Por Emerson Martins

No último sábado (06/06), um vídeo do rapper Emicida, explicando porque não endossaria as manifestações antifascistas de domingo, causou polêmica nas redes sociais. Apesar de discordar de boa parte das razões que ele apresentou para não comparecer ao ato – que o ato podia ser uma armadilha do bolsonarismo, o medo de infiltrados, a crítica à “falta de organização prévia” (Rosa Luxemburgo que o tenha!), etc – o núcleo da argumentação era verdadeiro: não é o momento para esse tipo de ato. Primeiro, porque estamos no meio de uma pandemia de coronavírus, que sequer atingiu o pico ainda e está matando um brasileiro por minuto. As vítimas, nós conhecemos: são os mais pobres, os de pele mais escura, os que tem menos acesso a cuidados básicos de saúde e higiene. Uma manifestação massiva nesse momento iria inevitavelmente agravar esse quadro macabro. Em segundo lugar (daqui em diante falo por mim; adeus Emicida!), é preciso olhar para a correlação de forças. É fato que Bolsonaro nunca esteve tão isolado, todas as pesquisas o mostram. Mas isso se deu muito mais porque ele perdeu apoio entre os mais ricos do que por um avanço dos trabalhadores. Basta olhar pro lado: cite a última greve vitoriosa de que você se lembra! Converse com os seus colegas no trabalho e me diga se existe alguma esperança de que virão dias melhores. As próprias estatísticas mostram isso – 2019 foi o ano com o menor número de greves desde 2013. Sim, ainda ocorreram muitas greves, mas temos que nos atentar para a tendência – a cada ano ocorrem menos greves. E qual a principal característica dessas greves? 85% delas são defensivas, isto é, pela manutenção de direitos. Salários atrasados, benefícios cortados… é isso que tem movido os trabalhadores. Estamos tomando uma surra dos capitalistas. Nossa classe está na defensiva. Se Bolsonaro vier a cair, será por um acordo pactuado por cima. Se tivermos sorte nós iremos a reboque dos capitalistas.
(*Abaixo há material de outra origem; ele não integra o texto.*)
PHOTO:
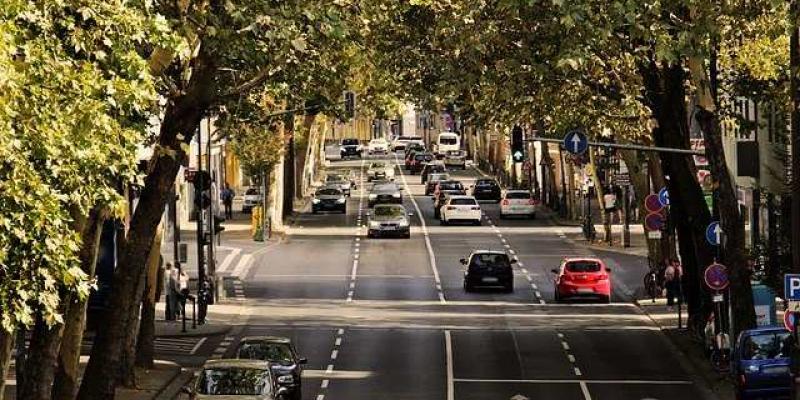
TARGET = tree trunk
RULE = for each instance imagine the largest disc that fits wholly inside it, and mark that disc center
(289, 167)
(665, 95)
(65, 384)
(145, 343)
(6, 347)
(182, 116)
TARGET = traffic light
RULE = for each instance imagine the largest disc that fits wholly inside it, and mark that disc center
(349, 104)
(517, 144)
(218, 224)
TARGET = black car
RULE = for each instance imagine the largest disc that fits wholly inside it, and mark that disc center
(488, 269)
(384, 193)
(418, 162)
(487, 189)
(329, 198)
(431, 168)
(389, 220)
(350, 148)
(284, 362)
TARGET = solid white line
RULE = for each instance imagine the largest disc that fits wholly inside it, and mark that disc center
(448, 345)
(226, 262)
(424, 226)
(574, 381)
(585, 390)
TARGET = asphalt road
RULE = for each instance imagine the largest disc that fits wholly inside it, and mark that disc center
(388, 318)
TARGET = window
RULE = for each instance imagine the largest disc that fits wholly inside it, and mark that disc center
(234, 381)
(583, 266)
(462, 202)
(766, 346)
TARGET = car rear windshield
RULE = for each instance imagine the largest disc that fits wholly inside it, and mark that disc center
(329, 192)
(489, 260)
(583, 266)
(463, 202)
(766, 346)
(233, 381)
(451, 186)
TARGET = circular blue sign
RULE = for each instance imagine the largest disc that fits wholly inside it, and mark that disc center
(663, 196)
(576, 142)
(714, 233)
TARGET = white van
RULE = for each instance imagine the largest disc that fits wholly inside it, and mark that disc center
(447, 141)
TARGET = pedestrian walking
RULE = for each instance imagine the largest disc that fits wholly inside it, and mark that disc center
(672, 281)
(227, 201)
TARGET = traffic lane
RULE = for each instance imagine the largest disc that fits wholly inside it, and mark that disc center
(395, 268)
(313, 343)
(651, 391)
(449, 249)
(486, 355)
(507, 390)
(307, 267)
(395, 363)
(635, 354)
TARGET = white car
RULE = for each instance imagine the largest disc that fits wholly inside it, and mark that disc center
(461, 208)
(378, 146)
(401, 142)
(518, 202)
(380, 171)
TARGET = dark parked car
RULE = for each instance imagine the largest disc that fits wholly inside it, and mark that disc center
(418, 162)
(384, 193)
(389, 220)
(329, 198)
(489, 269)
(761, 364)
(350, 148)
(431, 168)
(286, 365)
(487, 189)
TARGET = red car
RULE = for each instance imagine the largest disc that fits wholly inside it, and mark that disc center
(583, 277)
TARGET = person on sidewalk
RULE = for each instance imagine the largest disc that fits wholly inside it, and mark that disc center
(672, 280)
(173, 294)
(227, 200)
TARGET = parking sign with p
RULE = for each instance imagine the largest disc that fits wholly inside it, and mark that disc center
(791, 287)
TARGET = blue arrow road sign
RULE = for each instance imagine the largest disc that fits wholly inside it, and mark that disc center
(791, 287)
(714, 233)
(575, 142)
(663, 196)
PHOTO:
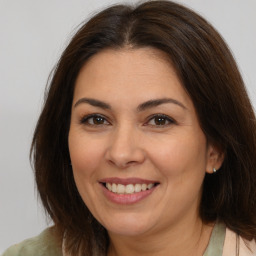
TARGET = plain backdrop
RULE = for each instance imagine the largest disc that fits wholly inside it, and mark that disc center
(32, 36)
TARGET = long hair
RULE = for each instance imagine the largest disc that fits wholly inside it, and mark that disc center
(209, 75)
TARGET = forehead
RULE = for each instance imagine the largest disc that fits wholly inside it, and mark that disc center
(138, 74)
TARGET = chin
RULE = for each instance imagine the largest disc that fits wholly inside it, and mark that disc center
(128, 226)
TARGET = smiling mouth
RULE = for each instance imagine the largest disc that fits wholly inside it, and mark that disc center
(129, 188)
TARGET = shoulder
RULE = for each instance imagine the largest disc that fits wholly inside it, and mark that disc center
(42, 245)
(233, 243)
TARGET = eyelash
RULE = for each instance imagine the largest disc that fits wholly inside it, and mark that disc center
(85, 120)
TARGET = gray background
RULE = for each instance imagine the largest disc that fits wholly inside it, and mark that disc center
(32, 37)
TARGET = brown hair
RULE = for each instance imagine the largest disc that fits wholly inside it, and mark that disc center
(210, 76)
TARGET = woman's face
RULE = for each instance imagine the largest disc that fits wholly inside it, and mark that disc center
(138, 153)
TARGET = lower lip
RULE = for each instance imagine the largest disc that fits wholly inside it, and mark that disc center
(126, 199)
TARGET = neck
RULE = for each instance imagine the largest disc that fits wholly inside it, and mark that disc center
(180, 240)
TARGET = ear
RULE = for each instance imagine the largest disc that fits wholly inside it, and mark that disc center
(215, 158)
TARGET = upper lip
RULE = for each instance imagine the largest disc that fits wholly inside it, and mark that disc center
(126, 181)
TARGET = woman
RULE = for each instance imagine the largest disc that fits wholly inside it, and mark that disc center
(146, 142)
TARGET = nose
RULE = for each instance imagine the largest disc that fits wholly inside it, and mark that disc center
(125, 148)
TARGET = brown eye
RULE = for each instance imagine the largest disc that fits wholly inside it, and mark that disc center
(97, 120)
(94, 120)
(160, 120)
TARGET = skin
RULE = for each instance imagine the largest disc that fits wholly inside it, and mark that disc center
(128, 142)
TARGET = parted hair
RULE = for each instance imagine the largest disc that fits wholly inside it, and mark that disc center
(208, 73)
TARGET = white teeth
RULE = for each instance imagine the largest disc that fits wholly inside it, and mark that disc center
(144, 187)
(137, 187)
(150, 186)
(128, 189)
(120, 188)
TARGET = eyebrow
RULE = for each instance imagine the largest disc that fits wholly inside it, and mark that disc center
(145, 105)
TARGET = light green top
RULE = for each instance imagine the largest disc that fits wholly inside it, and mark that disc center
(45, 244)
(41, 245)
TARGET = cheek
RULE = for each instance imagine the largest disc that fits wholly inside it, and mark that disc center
(85, 154)
(181, 155)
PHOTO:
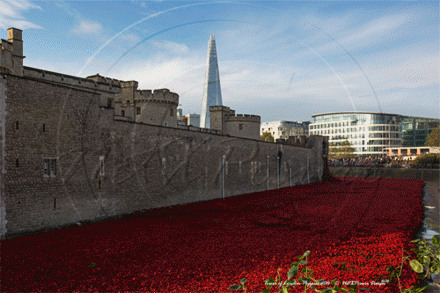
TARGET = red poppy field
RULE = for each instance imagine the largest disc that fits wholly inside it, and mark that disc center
(355, 229)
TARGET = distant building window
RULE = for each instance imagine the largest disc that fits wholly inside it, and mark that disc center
(101, 166)
(50, 168)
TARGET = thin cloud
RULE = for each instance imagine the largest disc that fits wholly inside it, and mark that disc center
(172, 47)
(11, 14)
(87, 27)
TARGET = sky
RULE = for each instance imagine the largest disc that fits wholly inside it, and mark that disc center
(281, 60)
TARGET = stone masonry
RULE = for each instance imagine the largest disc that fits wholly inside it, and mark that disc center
(66, 158)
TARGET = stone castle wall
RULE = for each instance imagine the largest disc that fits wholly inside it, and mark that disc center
(107, 167)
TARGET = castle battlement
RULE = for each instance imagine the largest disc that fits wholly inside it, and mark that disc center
(220, 108)
(6, 45)
(105, 80)
(88, 83)
(244, 118)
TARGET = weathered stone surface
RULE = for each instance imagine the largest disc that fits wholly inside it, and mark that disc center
(145, 166)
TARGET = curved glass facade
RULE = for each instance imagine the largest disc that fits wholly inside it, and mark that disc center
(369, 133)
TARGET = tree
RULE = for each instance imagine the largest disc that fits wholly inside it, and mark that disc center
(340, 150)
(432, 139)
(267, 136)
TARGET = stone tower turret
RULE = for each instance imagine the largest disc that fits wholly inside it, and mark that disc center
(15, 37)
(11, 59)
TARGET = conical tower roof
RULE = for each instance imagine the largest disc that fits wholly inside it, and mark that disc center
(212, 95)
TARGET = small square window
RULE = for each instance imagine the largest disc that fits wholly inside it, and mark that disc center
(50, 168)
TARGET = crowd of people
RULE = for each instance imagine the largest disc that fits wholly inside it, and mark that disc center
(380, 162)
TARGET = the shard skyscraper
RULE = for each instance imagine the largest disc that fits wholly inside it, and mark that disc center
(212, 94)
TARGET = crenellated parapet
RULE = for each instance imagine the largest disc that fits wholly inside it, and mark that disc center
(109, 85)
(11, 56)
(224, 119)
(244, 118)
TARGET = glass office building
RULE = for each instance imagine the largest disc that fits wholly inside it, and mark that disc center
(416, 129)
(369, 133)
(372, 133)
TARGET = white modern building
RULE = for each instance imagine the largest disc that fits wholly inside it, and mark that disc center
(369, 133)
(285, 129)
(372, 133)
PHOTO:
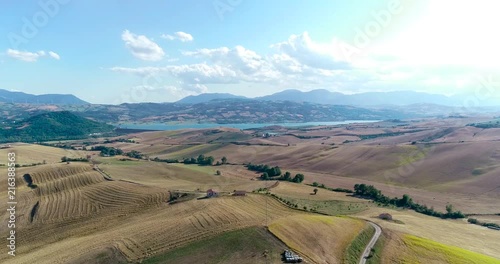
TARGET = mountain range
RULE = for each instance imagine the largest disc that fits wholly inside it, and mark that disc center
(318, 96)
(57, 99)
(322, 96)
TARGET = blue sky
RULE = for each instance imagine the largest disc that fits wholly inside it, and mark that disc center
(161, 51)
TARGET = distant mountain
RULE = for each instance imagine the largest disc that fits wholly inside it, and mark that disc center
(58, 99)
(206, 97)
(322, 96)
(319, 96)
(59, 125)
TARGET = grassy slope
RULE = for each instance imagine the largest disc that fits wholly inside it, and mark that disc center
(378, 249)
(317, 238)
(330, 207)
(450, 232)
(358, 245)
(423, 250)
(241, 246)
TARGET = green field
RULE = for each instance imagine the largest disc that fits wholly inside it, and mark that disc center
(329, 207)
(247, 245)
(425, 249)
(203, 169)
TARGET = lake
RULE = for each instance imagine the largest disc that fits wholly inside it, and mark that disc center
(178, 126)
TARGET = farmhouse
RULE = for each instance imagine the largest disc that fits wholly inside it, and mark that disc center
(385, 216)
(212, 193)
(239, 193)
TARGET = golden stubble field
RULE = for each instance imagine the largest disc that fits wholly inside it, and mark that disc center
(81, 217)
(450, 232)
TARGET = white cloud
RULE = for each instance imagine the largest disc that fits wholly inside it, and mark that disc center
(54, 55)
(30, 56)
(300, 62)
(182, 36)
(315, 55)
(142, 47)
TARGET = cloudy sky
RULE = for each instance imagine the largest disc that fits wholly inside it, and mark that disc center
(160, 51)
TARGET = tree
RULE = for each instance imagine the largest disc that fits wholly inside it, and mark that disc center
(201, 159)
(209, 161)
(298, 178)
(449, 208)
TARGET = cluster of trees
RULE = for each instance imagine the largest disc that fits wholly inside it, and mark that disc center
(322, 186)
(270, 171)
(107, 151)
(369, 191)
(166, 160)
(201, 160)
(477, 222)
(274, 173)
(67, 159)
(134, 154)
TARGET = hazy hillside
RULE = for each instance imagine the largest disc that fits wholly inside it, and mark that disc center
(52, 126)
(202, 98)
(323, 96)
(20, 97)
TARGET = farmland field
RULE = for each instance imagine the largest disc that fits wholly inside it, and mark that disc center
(76, 215)
(331, 235)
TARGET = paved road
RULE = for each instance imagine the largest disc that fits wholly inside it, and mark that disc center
(370, 245)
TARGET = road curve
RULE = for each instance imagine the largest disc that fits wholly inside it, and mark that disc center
(370, 245)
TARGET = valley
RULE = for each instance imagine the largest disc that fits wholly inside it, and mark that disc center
(126, 209)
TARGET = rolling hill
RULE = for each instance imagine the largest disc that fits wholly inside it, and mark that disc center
(52, 126)
(323, 96)
(58, 99)
(206, 97)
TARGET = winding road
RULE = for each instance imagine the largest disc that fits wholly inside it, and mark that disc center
(370, 245)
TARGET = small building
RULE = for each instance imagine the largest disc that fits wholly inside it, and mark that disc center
(239, 193)
(212, 193)
(385, 216)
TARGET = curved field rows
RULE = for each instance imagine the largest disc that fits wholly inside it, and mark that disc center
(72, 191)
(151, 231)
(322, 239)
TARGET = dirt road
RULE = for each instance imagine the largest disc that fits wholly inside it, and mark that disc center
(370, 245)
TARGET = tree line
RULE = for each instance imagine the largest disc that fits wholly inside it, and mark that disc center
(369, 191)
(274, 173)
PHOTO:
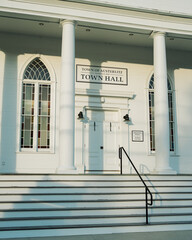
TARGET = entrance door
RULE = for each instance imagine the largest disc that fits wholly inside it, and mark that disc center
(101, 141)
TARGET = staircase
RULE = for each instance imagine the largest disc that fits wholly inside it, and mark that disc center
(65, 205)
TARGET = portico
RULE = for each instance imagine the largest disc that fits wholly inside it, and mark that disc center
(91, 39)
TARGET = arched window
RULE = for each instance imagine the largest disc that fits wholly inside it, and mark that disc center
(36, 106)
(152, 115)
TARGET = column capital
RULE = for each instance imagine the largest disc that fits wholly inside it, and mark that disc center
(158, 33)
(68, 21)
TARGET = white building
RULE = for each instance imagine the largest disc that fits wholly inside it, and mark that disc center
(79, 79)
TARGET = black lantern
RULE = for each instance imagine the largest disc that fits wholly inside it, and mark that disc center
(126, 117)
(80, 115)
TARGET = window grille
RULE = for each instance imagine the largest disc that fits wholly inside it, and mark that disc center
(152, 115)
(36, 106)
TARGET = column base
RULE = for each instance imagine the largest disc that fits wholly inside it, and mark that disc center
(65, 170)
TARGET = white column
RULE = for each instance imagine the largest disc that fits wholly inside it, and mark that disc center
(67, 99)
(161, 105)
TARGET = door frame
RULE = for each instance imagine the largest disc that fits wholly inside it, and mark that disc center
(86, 121)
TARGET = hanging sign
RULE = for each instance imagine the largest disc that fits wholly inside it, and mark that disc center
(101, 75)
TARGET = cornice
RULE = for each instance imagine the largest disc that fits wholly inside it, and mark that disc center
(116, 18)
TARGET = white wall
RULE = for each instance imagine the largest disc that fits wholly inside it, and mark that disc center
(139, 63)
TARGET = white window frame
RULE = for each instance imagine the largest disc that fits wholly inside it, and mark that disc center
(173, 110)
(52, 83)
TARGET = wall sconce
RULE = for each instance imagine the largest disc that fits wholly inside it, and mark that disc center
(126, 117)
(80, 115)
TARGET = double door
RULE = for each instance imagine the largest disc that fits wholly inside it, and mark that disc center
(101, 142)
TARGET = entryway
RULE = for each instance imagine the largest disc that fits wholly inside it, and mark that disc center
(101, 141)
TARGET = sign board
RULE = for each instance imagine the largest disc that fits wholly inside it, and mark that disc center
(101, 75)
(137, 136)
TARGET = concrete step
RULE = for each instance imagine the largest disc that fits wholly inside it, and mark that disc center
(33, 205)
(54, 212)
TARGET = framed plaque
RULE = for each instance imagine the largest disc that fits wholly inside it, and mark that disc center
(137, 136)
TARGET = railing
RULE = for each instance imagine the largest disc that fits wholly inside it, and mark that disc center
(147, 191)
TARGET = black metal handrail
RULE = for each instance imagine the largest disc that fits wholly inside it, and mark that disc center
(147, 203)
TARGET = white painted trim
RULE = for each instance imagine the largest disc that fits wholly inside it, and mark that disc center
(102, 15)
(103, 93)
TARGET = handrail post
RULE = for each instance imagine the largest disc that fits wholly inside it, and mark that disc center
(120, 157)
(146, 205)
(121, 149)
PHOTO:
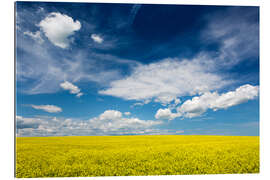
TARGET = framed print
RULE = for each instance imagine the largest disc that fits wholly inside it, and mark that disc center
(118, 89)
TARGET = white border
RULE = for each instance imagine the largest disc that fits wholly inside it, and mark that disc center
(7, 88)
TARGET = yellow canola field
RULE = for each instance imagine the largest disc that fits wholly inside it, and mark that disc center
(76, 156)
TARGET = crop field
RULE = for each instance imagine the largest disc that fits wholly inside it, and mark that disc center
(75, 156)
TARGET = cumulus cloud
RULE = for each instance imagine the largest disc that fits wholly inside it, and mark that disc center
(166, 80)
(127, 113)
(200, 104)
(110, 122)
(23, 123)
(71, 88)
(35, 36)
(113, 120)
(58, 28)
(48, 108)
(166, 114)
(96, 38)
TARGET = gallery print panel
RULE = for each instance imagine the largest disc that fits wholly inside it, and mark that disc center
(111, 89)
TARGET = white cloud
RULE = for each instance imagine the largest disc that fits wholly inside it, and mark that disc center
(166, 114)
(198, 105)
(96, 38)
(110, 122)
(35, 36)
(166, 80)
(48, 108)
(23, 123)
(127, 113)
(71, 88)
(58, 28)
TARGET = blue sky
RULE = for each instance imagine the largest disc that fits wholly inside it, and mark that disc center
(122, 69)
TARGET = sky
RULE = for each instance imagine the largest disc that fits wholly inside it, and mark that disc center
(90, 69)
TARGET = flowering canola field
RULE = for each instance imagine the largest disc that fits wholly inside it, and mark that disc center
(75, 156)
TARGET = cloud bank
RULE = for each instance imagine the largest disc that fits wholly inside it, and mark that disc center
(110, 122)
(58, 28)
(166, 80)
(200, 104)
(71, 88)
(48, 108)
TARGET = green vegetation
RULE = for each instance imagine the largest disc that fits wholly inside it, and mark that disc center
(135, 155)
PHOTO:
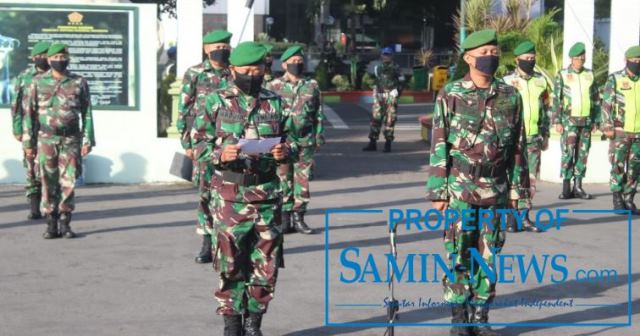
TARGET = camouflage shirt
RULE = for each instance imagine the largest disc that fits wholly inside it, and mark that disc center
(304, 103)
(20, 88)
(55, 105)
(564, 97)
(482, 128)
(619, 88)
(536, 103)
(198, 82)
(231, 116)
(387, 76)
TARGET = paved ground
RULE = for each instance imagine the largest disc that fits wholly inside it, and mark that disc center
(131, 271)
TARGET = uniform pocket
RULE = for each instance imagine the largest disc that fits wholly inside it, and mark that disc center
(464, 131)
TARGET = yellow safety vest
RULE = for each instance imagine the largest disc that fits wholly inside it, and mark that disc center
(579, 97)
(630, 92)
(531, 91)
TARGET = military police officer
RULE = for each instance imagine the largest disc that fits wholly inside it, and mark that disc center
(247, 208)
(385, 100)
(621, 123)
(575, 114)
(197, 83)
(59, 122)
(534, 90)
(477, 161)
(21, 86)
(304, 107)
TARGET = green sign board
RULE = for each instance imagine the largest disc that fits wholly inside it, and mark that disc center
(102, 44)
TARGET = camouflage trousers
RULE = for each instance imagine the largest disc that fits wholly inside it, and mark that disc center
(471, 287)
(534, 149)
(203, 173)
(575, 143)
(385, 107)
(247, 254)
(32, 170)
(624, 155)
(60, 164)
(294, 180)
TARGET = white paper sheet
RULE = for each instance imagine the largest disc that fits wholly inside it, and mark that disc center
(258, 146)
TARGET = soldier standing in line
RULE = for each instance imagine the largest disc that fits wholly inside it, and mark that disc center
(304, 107)
(385, 101)
(575, 114)
(197, 83)
(21, 86)
(58, 120)
(621, 124)
(534, 90)
(268, 62)
(478, 161)
(247, 207)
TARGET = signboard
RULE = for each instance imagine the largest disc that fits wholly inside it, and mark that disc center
(101, 40)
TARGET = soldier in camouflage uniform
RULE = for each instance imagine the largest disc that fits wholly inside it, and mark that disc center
(247, 210)
(58, 120)
(621, 123)
(268, 62)
(305, 110)
(575, 114)
(385, 101)
(197, 83)
(21, 86)
(478, 161)
(534, 90)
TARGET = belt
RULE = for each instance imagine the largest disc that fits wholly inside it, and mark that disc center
(478, 170)
(63, 132)
(246, 179)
Em outras conjunturas, essas manifestações seriam apenas inócuas. Desde o “Não vai ter Copa” até o “Ele Não”, passando pelo “Fora Temer” e o “Lula Livre”, já tivemos inúmeras manifestações do tipo. Ocorre que estamos numa pandemia e essas manifestações deixam de ser apenas inócuas e passam a ser nocivas. A troco de quê vamos nos expor ao contágio, nos aglomerando nas ruas? As manifestações serão capazes de interromper o morticínio em curso? Pelo que se viu no último domingo, não. Talvez sirva para isolar ainda mais o bolsonarismo e enfraquecê-lo mais um pouco; talvez os partidos de esquerda consigam resultados melhores na próxima eleição… Talvez. “Mas as pessoas já estão saindo para trabalhar, porque não podem sair para protestar?”. As pessoas estão saindo para trabalhar porque, do presidente da República ao dono da lojinha da esquina, estão todos empenhados em sabotar os esforços pelo isolamento social [1]. A quarentena, que em outros países foi imposta pelos próprios capitalistas através do Estado, aqui no Brasil se deveu a uma combinação da inércia do poder local com a pressão dos trabalhadores (vide as mobilizações nos call center pelo homeoffice, as lutas em diversos locais para que trabalhadores do grupo de risco fossem afastados, etc.) [2]. Essa quarentena débil, imposta meio que “de baixo para cima”, é o que ainda tem evitado milhares de mortes. Mas a resposta governamental, de especular com a fome e a miséria de quem está tentando se proteger, tem conseguido pouco a pouco quebrar essa resistência de base pela quarentena. As manifestações de domingo apenas coroam a nossa derrota.

“Então a gente deve simplesmente aceitar tudo e não fazer nada?”. Para algumas pessoas, não se aglomerar equivale a não fazer nada. Mas felizmente a realidade é bem mais complexa, e os trabalhadores não estão apenas trabalhando nessa pandemia – eles também estão lutando. Sim, as condições não são as mais favoráveis, mas ainda há muitas possibilidades do que se pode fazer: assembleias virtuais; pequenas ações de sabotagem (como um call center que foi inteditado pelos próprios trabalhadores, atrasando o início do expediente); os buzinaços e travamentos de vias públicas que os entregadores de aplicativos tem feito; e até mesmo pequenas passeatas, como as que os trabalhadores da saúde fizeram. Tudo isso está acontecendo bem debaixo dos nossos olhos – nem sempre com os devidos cuidados, infelizmente. Mas a isso chamam “não fazer nada”. De fato, essa resistência miúda, cotidiana, silenciosa e invisível, sempre foi vista com desdém. Afinal, isso não sai na capa do jornal, nem dá votos para ninguém.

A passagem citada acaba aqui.